Quelles sont les oeuvres qui vous plaisent, à vous, dans cette foire ?

"Il y a plein d'artistes qui m'intéressent ici ! Mais c'est inutile de dépenser mon énergie pour les présenter en France, parce que ça laisse les Français indifférents."

D'où vient cette indifférence, d'après vous ?

"Les gens achètent parce qu'ils en ont entendu parler, parce qu'il y a une renommée, parce qu'il y a une pub qui est faite autour et un travail d'une galerie autour... Pour m'occuper des artistes tchèques, c'est plus compliqué, je ne peux pas apporter beaucoup d'oeuvres à la fois. A part quelques coups de coeur, parce qu'on a des collectionneurs formidables qui craquent instantanément, c'est vraiment un travail de fond qu'il faut faire. Je n'ai plus le courage pour ça. Il faudrait une jeune galerie qui s'installe et qui prenne les Tchèques, les nouveaux, les jeunes."

Est-il difficile de mettre sur pied une galerie en France ?

"Je crois que le métier de galeriste est le métier le plus fou qui existe, partout dans le monde. On est un intermédiaire entre l'artiste et le collectionneur. On a tous les reproches de la terre par les artistes et les collectionneurs font un peu les difficiles, donc se n'est pas évident de faire du charme à tout le monde... Non, c'est un métier difficile et la conjoncture économique a toujours été difficile pour l'art. Depuis 25 ans, j'entends dire : 'ah, c'est difficile !' Alors il y a la guerre du Golf, il y a les attentats à New York... A chaque fois les gens n'ouvrent plus leurs porte-monnaie, c'est ça le problème. L'art est un luxe et il passe après tout le reste."

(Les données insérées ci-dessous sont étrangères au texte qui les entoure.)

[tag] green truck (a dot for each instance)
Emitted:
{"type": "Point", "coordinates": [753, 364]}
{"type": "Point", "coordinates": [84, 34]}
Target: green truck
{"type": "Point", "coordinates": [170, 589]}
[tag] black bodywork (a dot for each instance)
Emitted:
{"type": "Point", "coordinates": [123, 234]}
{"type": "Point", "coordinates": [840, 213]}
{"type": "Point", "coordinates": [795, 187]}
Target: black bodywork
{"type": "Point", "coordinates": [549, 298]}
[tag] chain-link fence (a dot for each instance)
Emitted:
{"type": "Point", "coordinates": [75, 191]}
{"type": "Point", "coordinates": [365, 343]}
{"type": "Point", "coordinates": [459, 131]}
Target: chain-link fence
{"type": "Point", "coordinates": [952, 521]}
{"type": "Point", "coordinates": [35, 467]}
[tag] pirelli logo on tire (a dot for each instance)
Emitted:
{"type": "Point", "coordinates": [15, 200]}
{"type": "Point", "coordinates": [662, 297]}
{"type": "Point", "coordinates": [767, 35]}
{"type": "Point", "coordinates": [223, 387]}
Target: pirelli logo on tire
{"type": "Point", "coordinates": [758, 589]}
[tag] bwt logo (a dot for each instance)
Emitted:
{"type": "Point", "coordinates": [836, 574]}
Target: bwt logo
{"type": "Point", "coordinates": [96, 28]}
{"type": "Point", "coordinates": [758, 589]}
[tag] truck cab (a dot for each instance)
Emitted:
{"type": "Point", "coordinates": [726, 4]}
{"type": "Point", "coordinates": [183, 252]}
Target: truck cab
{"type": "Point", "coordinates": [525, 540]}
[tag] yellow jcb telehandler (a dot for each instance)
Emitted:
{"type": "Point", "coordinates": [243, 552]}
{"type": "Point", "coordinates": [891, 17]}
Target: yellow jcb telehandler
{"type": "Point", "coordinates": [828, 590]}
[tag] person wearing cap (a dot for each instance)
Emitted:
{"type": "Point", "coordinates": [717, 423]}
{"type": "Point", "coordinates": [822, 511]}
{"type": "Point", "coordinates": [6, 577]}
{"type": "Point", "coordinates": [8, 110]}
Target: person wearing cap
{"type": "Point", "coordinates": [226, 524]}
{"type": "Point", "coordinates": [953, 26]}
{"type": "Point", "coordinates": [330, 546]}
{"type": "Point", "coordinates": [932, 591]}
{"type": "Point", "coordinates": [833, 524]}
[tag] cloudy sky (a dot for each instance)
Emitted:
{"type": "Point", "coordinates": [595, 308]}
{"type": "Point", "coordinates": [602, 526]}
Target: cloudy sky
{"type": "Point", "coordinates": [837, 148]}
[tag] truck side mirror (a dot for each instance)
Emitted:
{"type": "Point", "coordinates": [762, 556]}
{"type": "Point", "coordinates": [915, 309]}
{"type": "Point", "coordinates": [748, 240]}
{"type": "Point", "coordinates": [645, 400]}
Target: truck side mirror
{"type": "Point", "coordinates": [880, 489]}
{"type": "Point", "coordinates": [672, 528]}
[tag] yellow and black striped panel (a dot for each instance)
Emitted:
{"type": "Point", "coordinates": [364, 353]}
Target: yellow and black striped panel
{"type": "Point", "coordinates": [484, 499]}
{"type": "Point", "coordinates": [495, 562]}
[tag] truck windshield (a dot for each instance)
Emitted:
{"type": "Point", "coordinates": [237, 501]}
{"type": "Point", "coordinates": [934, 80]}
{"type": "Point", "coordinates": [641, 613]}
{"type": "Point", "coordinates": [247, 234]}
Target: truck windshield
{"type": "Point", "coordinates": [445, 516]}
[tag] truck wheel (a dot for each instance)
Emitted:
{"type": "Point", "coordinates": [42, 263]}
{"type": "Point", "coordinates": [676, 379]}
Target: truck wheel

Vous-même, vous faites aussi de la peinture ?

"Moi, j'ai fait les Beaux-Arts, j'ai fait de la gravure. Mais je ne fais plus rien depuis que j'ai une galerie ! Je n'ai absolument plus le temps de m'occuper de moi. Je fais mon travail pour les artistes."

L'art tchèque a-t-il, à vos yeux, quelque chose de spécifique ?

"Oui, c'est assez spécifique par rapport à l'art français par exemple. C'est assez expressionniste, on y retrouve une influence de l'Allemagne. Et puis, il y a ce côté abstrait, qui vient de Malevitch... En fait, j'ai rarement présenté des artistes figuratifs, dans ma galerie. Mais ce que je vois dans les murs à la foire est plutôt expressionniste qu'abstraction méditative et contemplative, ce qui est ma tendance à moi."

Si Geneviève Mathieu dit que "l'art est un luxe", pour les galeristes tchèques, la participation aux grandes foires internationales en est aussi un, comme l'explique Miroslav Lipina de la galerie La Femme :

"Hier, nous, les galeristes qui participons à Art Prague, avons eu un débat, sur ce sujet-là. Ceux qui ont déjà exposé dans des foires mondiales ont dit que cela leur était revenu très cher. Certains galeristes tchèques se sont plaints de ne pas avoir été admis à des foires importantes, puisqu'ils proviennent d'un pays de l'ancien bloc de l'Est. Mais le plus grand obstacle restent les moyens financiers. Dans certains pays, les artistes reçoivent des subventions pour ça. Chez nous, personne ne nous soutient."